Martin straightened up, and left his hunting for nails among the trampled nettles.

“It was not churlishness on my part.”

“I know. You must do things fiercely, Martin Valliant, with your whole heart, or not at all.”

“My hunger is fierce,” he confessed, smiling gravely. “No food could be sweeter than what your hands have prepared.”

He was shy of her, and voiceless, all through that meal, and there was an answering silence in Mellis’s heart, for though so short a time had passed since their lives had been linked together, she was forgetting Martin the monk in regarding Martin Valliant the man. She began to look at him with a vivid and self-surprised curiosity; his shyness infected her; she became conscious of the deep wonder light in his eyes. Hitherto she had been a creature of impulses, a wild thing blown along by the wind of necessity; but of a sudden she saw the man as a man, and her heart seemed to cease beating for a moment, and her thoughts to stand still.

He was the very contrast of herself, with his tawny hair tinged with red, and his frank, steadfast, trusting eyes. Regarded as a woman, Mellis was a fine, lithe, white-skinned creature, and Martin Valliant matched her in the matter of bodily beauty. There was no gnarled uncouthness about his strength. He carried himself like a king’s son, and without any arrogance of conscious pride.

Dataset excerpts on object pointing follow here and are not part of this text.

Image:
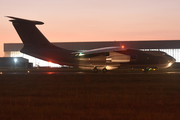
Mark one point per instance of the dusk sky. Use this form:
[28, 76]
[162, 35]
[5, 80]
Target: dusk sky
[94, 20]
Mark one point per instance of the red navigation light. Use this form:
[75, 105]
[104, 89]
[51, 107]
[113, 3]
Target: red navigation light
[122, 46]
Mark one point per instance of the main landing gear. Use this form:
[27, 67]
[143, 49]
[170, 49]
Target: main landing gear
[95, 70]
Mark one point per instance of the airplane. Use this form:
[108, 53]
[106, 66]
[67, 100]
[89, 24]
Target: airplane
[107, 58]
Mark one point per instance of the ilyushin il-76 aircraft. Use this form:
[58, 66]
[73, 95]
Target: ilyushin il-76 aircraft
[107, 58]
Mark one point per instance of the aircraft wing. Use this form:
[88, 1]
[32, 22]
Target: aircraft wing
[100, 50]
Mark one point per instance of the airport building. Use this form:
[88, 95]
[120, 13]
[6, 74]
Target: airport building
[171, 47]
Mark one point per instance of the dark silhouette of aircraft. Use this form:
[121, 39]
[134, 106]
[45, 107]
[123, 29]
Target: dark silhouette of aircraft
[108, 58]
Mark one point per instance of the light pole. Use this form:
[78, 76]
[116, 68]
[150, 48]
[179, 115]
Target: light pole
[15, 60]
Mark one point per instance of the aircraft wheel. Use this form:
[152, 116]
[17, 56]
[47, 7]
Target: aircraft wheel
[95, 70]
[104, 70]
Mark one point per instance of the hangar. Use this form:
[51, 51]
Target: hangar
[171, 47]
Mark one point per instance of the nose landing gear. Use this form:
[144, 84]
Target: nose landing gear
[95, 70]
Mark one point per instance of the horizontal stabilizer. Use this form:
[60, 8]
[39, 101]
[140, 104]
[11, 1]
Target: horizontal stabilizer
[15, 19]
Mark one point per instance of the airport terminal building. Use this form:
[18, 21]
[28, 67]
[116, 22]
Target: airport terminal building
[171, 47]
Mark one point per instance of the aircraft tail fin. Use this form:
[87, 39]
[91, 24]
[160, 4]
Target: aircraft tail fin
[28, 32]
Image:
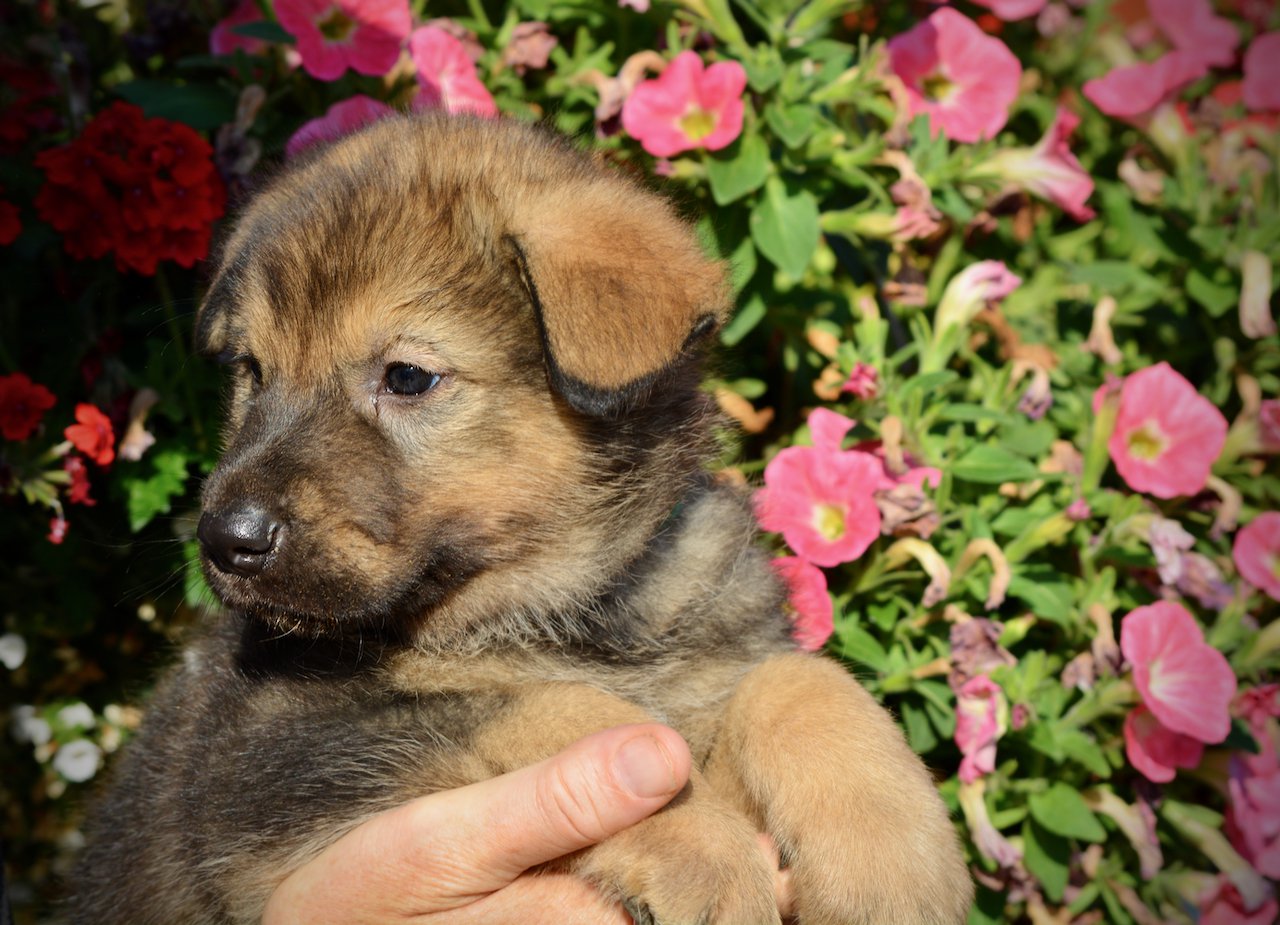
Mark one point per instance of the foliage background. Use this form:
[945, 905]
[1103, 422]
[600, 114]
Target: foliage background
[828, 283]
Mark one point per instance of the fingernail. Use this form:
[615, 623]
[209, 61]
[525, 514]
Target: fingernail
[644, 768]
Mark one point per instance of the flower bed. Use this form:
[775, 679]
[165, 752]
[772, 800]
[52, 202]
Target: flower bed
[1005, 371]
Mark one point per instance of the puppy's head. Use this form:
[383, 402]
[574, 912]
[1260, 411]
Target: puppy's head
[464, 366]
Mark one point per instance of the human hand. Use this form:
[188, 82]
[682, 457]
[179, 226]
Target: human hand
[460, 857]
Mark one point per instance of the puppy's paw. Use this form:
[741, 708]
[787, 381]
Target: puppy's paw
[690, 865]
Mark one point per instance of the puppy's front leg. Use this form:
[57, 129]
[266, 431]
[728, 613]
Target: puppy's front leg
[823, 768]
[694, 861]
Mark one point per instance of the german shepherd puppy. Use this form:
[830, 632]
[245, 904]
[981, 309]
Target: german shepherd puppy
[462, 521]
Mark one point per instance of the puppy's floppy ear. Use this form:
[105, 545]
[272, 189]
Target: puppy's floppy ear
[621, 287]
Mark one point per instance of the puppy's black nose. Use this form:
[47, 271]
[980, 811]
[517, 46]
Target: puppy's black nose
[240, 540]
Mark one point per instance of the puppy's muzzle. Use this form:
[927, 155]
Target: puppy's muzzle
[240, 540]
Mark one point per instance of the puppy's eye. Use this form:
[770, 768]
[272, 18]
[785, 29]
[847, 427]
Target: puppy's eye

The soul of the man seemed to show in his movements, a steady, gentle, unflurried soul, capable of great tendernesses, of great wraths, and of strange renunciations.

Her eyes grew wayward, more shadowy; they avoided his. A new subtlety of feeling stole into the hearts of both of them. The sun shone, the woods were green, the wild flowers were bright in the lush grass. When a blackbird sang Martin Valliant felt that the bird’s song and his heart were one.

He broke away, for the grosser hunger was soon satisfied.

“I shall not sleep till that gate is up.”